A3977 Stepper Driver and Higher Load Supply Voltage

According to the explanation in my previous post, the Allegro A3977 stepper motor driver should be able to run motors faster with a higher load supply voltage. Naturally, I was eager to see this for myself.

Yes, yes it does.

Throwing Together an Unregulated 18V Power Supply

I’d been using my benchtop PC power supply for both 5V logic and 12V load supplies. After swapping the sense resistors this weekend and improving my step rate from 600 steps per second to about 1450, I was really curious how much of an additional improvement I’d get from a higher load supply. The 3977 is rated for a 35V load supply, but some forum posters recommend going no higher than 30V, so I was looking to try out 18-24V.

Joel just dismantled a photocopier with 20V motors; but after looking at the power supply boards, it wasn’t obvious which of the several power supplies was the one providing 20V. Plus they were switching supplies, and I don’t know whether they had integral loads or whether I’d have to provide a minimum load externally . . . bluck.

So I hacked together my own ~18V supply.

18VDC 3A unregulated power supply

From left to middle to top, that’s a brand new Radio Shack 12.6V 3A transformer, 4A bridge rectifier from a dead PC power supply, and a 18000μF capacitor out of a workhorse Accel printer from a former employer. The line cord is from a broken coffee grinder, the five-pin socket came with the capacitor and the plug from Slim, and the remaining wires and connector are from the PC power supply.

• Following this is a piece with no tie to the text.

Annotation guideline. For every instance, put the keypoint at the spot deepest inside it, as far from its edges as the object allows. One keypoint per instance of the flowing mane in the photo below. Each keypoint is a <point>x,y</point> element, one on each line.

Side note: I’ve seen a few big capacitors in my day, but these impress me. When servicing these printers, I once vaporized a chunk out of my pocketknife’s screwdriver blade when I discharged the big capacitor by accident. I know personally that the last time this capacitor’s printer was powered on was no more recent than 1998. On a lark, after getting the capacitor out of the printer, I put a voltmeter across it, and it still had 3V on it. Ran an LED for a couple of minutes while I was draining it. I screwed a 1KΩ resistor across it to drain it a little faster in my power supply, so I don’t have to worry as much about hurting myself.

Power Supply Calculations

I have never kept the formulas for different rectifiers in my head, so I’ll run through the numbers for this one here. The transformer’s secondary (V2) is 12.6VAC RMS, and the peak voltage of a sine wave is RMS * √2, so the secondary peak voltage (VP2) is

VP2 = V2 * √2 = 12.6V * √2 ≈ 17.8VDC

The peak DC output of a bridge rectifier (VP) is the peak secondary voltage minus the two diode drops, so

VP = VP2 – 1.4V = 17.8V – 1.4V = 16.4V

The output of a capacitor input filter is the same as the peak DC value of its input, minus load-dependent ripple, so I should be getting about 16.4VDC out of this setup. Measured about 17.1, so I’m in range. The transformer is rated for 12.6VAC output at 3A, so it’s almost certainly putting out a little higher voltage with such a light load. If I weren’t so lazy, I’d go measure it, but that’s out of the question. :-)

And there’s no regulator. Linear regulators convert electricity into heat, and I need neither less electricity nor more heat. The A3977 is effectively a switchmode regulator for the motor coils anyway; so by regulating its input load supply voltage too carefully, I’d just be duplicating effort. Especially for a test. Note that I’m still running the logic supply voltage from the well-regulated 5.0V output of my PC power supply — the red and black wires in the photo above are picking that up and adding it into the four-pin supply jack.

With my scope across the capacitor terminals, I estimated .2V peak-to-peak ripple when running one motor at full speed. That’s pretty lousy ripple for most digital or analog circuits, but by all appearances just fine for this application. Especially, as I intend to keep pointing out, for a test. :-)

And Yes, the Motor Runs Faster

The motor is running noticeably faster before losing steps — up from 1450 steps per second to about 2300 steps per second. That’s an improvement from 2.8 seconds per inch of linear travel to 1.7 seconds per inch — a considerable difference for something as simple as changing the load supply voltage.

I want more, of course. I still want to see what happens at 24V and at 30V, so I bought a bargain 24V power supply on eBay today. When it gets here, I’ll give it a shot.

It’s worth noting that as far as I can tell, I don’t need to change anything in the A3977 circuit to adapt to the new load supply voltage. The sense resistors determine the maximum current that should flow through the motors, and the whole job of the 3977 is to keep that the same regardless of supply voltage. And I provide VREF from a divider on the logic supply voltage, so that’s also independent of load supply. Slick.